Ein Buchprojekt zum Flugzeugabsturz 1986

Der Absturz des Aeroflot-Fluges 892 mitten im Dezember 1986 mit 72 Toten und zehn Überlebenden ist bis heute das zweitschwerste Flugzeugunglück auf deutschem Boden. Besonders betroffen war die Stadt Schwerin, denn eine Schulklasse aus dem Stadtteil „Großer Dreesch“ war mit an Bord. Die Klasse 10A der Ernst-Schneller-Schule (heute Nils-Holgersson-Schule) gab es nach dem Flugzeugabsturz so nicht mehr. 20 Schüler, ihre Klassenleiterin und zwei Betreuer starben, nur sieben Kinder überlebten schwerverletzt.

Der tragische Unfall war 1986 für die politisch Verantwortlichen in der DDR eine hochpolitische Angelegenheit, denn sie befürchteten antisowjetische Reaktionen aus einer emotional aufgewühlten Bevölkerung, insbesondere in Schwerin. Das Jahr 1986 war bereits gefüllt mit sowjetischen Unfällen: die Reaktorkatastrophe in Tschernobyl im April, der Untergang einer Schwarzmeer-Fähre mit hunderten Todesopfern im Sommer, der Absturz einer anderen TU-134-Maschine mit dem mosambikanischen Präsidenten an Bord im Oktober. Und erst zwei Jahre zuvor war direkt neben den Wohnungen der in Schwerin betroffenen Familien in der Ludwigsluster Chaussee ein sowjetisches Munitionslager explodiert.

Schon bevor die staatlichen Beileidstelegramme bei den Eltern angekommen waren, hatten Mitarbeiter der Stasi bereits an alle Kaderakten der betroffenen Eltern in den Schweriner Betrieben durchsucht. Zu diesem Zeitpunkt waren noch nicht einmal alle Opfer des Absturzes identifiziert. Über alle Elternteile wurden Gefährdungsprofile erstellt, mit genauen Einschätzungen, wer sich eventuell antisowjetisch äußern könnte.

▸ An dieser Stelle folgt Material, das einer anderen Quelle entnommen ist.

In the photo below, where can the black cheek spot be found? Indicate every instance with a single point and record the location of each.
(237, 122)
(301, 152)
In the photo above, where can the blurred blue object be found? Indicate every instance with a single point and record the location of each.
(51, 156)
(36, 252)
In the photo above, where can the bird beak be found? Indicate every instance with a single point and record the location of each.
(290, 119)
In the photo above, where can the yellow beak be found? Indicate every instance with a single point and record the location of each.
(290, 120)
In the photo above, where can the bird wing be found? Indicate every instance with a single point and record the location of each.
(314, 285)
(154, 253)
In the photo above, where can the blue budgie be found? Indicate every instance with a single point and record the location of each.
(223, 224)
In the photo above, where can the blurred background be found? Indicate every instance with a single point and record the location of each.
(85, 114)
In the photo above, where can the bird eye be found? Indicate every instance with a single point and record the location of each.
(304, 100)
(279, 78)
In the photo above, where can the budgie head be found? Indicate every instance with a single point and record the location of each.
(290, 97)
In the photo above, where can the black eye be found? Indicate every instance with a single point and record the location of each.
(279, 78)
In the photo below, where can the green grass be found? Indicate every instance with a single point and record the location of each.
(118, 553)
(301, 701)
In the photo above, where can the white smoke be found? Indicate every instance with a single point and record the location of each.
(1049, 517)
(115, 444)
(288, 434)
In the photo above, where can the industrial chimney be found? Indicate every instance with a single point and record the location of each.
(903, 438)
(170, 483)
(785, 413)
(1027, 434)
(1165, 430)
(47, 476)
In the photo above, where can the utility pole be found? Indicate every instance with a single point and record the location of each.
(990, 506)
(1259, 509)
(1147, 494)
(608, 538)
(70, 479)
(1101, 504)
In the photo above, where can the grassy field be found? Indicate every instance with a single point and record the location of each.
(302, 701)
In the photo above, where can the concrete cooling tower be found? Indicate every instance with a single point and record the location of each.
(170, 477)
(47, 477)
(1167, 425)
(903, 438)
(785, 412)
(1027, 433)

Auch wenn auf der einen Seite staatliche Verwaltungen der DDR und ihre Mitarbeiter/-innen mit großem persönlichen Einsatz die betroffenen Angehörigen praktisch und menschlich unterstützten, bleibt auf der anderen Seite ein fader Nachgeschmack dieser staatlichen Hilfe. Ziel des Staates war es primär, die Trauer der Angehörigen so zu steuern und zu kontrollieren, dass kein schlechtes Licht auf die DDR und die führenden Genossen fällt.